The $1.8 billion HarborOne Credit Union outlined new details this week on its proposed conversion to a mutual savings bank, telling its 150,000 members to expect ballots by mail beginning sometime this summer.
In an article in the Brockton Enterprise News, James Blake, president/CEO of the Brockton, Mass., credit union, urged members to vote on the conversion plan first announced Feb. 16, adding he hoped they would be in favor.
The credit union's board approved the proposed conversion on March 21.
"We've gotten a very positive response from our membership so far," Blake told the publication. "I'm confident that members will see this as a really good thing for us to do and a really good opportunity."
He said if the switch is approved by the membership and regulators, HarborOne could hire new employees "immediately to its consumer, commercial and mortgage lending areas," said the Enterprise News.
Blake had told Boston area media in February that HarborOne could expand into Boston with new branches, expand loan capacity as it adds new capital and flexibility under the state's specialized mutual co-op charter.

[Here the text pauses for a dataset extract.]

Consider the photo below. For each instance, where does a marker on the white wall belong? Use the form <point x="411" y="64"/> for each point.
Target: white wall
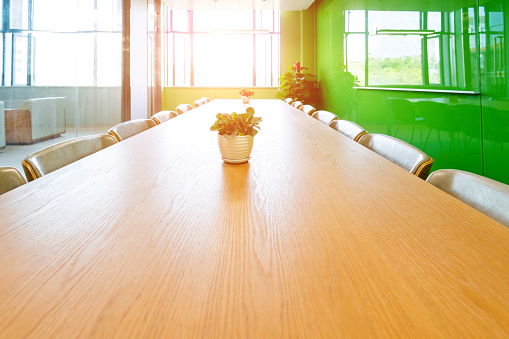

Blake, a former chairman of the Massachusetts Credit Union League and once a firm credit union advocate, said the existing credit union structure and regulatory limits inhibited growth.
Among other benefits "a bank conversion would also allow HarborOne to do business with the City of Brockton to take municipal deposits," Blake declared in the Enterprise News article.
Blake has not returned calls from Credit Union Times for comment.
In the newspaper article this week, Blake said the Brockton credit union would immediately open several new branches in metro Boston. He did not specify where.
Members "can receive the ballots, which will be in English, only through the mail," Blake said. He said a series of informational meetings about the proposed change would be held over the summer and that if approved by members, the conversion would be complete by the end of the year.